The two most powerful warriors are patience and time.
— Leo Tolstoy
Why is it so hard to take things in baby steps? Why are micromovements (which seem ridiculously obvious, once you think about them) such a revelation?
I think that part of it comes from an unspoken expectation for humans to now move at a fiber-optic pace. My generation was programmed to believe that we could have most complex life situations figured out, with a happy ending, mind you, within the time frame of a TV sit-com. Today, that seems quaint and slow by comparison. We now live in an age of simultaneous, instant global connection. Studies show this is changing our entire culture’s relationship with time.
So we are becoming even less patient with getting results, both from the world around us, but also from ourselves. We demand spectacular success in nanoseconds.
We also need to be aware that once our dormant artist self begins to stir, we still have a lot of healing to do. All those years of suffocation and distortion must be sorted out gently. But it is hard to be patient. We want it all to come true right now. Oh, yes, and we are also desperately afraid of having that very wish come true.
As a result, as Julia points out, “Blocked creatives like to think that they are looking at changing their whole life in one fell swoop. This form of grandiosity is very often its own undoing. By setting the jumps too high and making the price tag too great, the recovering artist sets defeat in motion.
“Who can concentrate on a first drawing class,” she muses, “when he is obsessing about having to divorce his wife and leave town? Who can turn toe out in modern jazz form when she is busy reading the ads for a new apartment, since she will have to break up with her lover to concentrate on her art?

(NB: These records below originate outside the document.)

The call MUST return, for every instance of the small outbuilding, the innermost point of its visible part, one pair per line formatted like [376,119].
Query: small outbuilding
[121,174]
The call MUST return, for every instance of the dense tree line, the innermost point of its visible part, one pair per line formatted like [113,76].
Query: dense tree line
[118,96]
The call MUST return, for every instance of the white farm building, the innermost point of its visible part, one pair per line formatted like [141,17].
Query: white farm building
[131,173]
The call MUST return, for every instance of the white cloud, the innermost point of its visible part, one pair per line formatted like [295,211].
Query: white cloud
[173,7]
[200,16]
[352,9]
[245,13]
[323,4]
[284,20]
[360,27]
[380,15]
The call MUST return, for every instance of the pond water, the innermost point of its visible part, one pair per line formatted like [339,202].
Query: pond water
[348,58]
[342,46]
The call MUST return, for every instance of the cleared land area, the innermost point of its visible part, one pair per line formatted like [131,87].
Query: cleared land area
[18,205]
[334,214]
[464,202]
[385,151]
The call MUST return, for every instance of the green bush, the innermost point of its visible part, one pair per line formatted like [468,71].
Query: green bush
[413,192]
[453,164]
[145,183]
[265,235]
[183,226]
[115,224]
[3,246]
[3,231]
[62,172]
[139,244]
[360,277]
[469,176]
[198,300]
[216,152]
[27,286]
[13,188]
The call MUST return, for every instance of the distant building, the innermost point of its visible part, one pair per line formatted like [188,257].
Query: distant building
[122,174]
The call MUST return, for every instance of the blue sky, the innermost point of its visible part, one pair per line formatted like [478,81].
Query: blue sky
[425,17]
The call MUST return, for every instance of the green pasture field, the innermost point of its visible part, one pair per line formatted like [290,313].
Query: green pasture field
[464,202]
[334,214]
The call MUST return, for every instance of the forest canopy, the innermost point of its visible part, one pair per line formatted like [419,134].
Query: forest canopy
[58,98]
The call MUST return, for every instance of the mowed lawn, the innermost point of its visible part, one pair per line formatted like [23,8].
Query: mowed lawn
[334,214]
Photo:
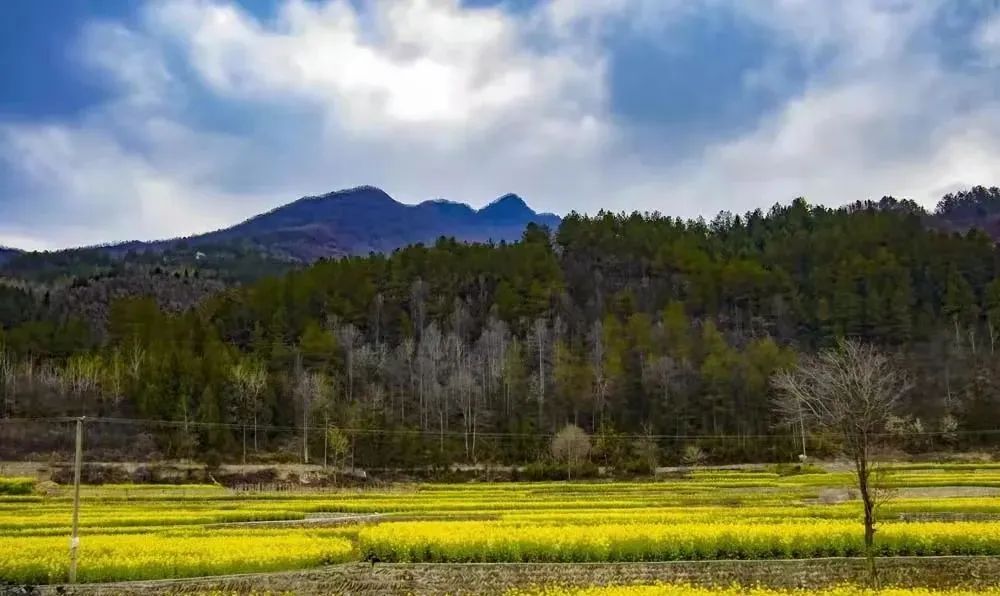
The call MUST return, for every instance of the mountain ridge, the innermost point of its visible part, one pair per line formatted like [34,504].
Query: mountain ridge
[351,221]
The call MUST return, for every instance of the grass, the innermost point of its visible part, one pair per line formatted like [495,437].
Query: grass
[148,532]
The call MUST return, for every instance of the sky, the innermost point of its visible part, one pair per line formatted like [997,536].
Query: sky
[127,120]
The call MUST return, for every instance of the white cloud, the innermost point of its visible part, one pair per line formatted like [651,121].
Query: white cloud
[988,41]
[219,114]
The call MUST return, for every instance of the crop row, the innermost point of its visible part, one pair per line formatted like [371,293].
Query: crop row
[177,554]
[472,541]
[689,590]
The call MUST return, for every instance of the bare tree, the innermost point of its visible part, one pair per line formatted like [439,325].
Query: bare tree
[80,376]
[250,378]
[348,337]
[312,389]
[540,339]
[8,381]
[571,445]
[851,391]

“Creative people are dramatic, and we use negative drama to scare ourselves out of our creativity with this notion of wholesale and often destructive change. Fantasizing about pursuing our art full-time, we fail to pursue it part-time – or at all.”
So instead of writing three pages a day on our script, we worry about how complicated it all will be if we have to move to Hollywood while the film is in production. But of course, we are making sure that isn’t going to happen, she writes, “because we are too busy worrying about selling it to write it.”
The list goes on. We can’t just clear some space next to the kitchen, we have to have a studio before we can make pottery. We don’t sign up for a beginner’s class, because we’ve read the industry magazines and our stuff is not in right now. “How can it be?” Julia snorts (yes, you can practically hear her, right on the page). “It doesn’t exist yet!”
“Indulging ourselves in a frantic fantasy of what our life would look like if we were real artists, we fail to see the many small creative changes that we could make at this very moment…
“Rather than take a scary baby step towards our dreams, we rush to the edge of the cliff and then stand there, quaking, saying, ‘I can’t leap. I can’t .. I can’t …’”
If we ever wish to find out what we are capable of as artists, we must now give ourselves the twin gifts of time and patience. Without them, we cannot really hope to recover our authentic creativity.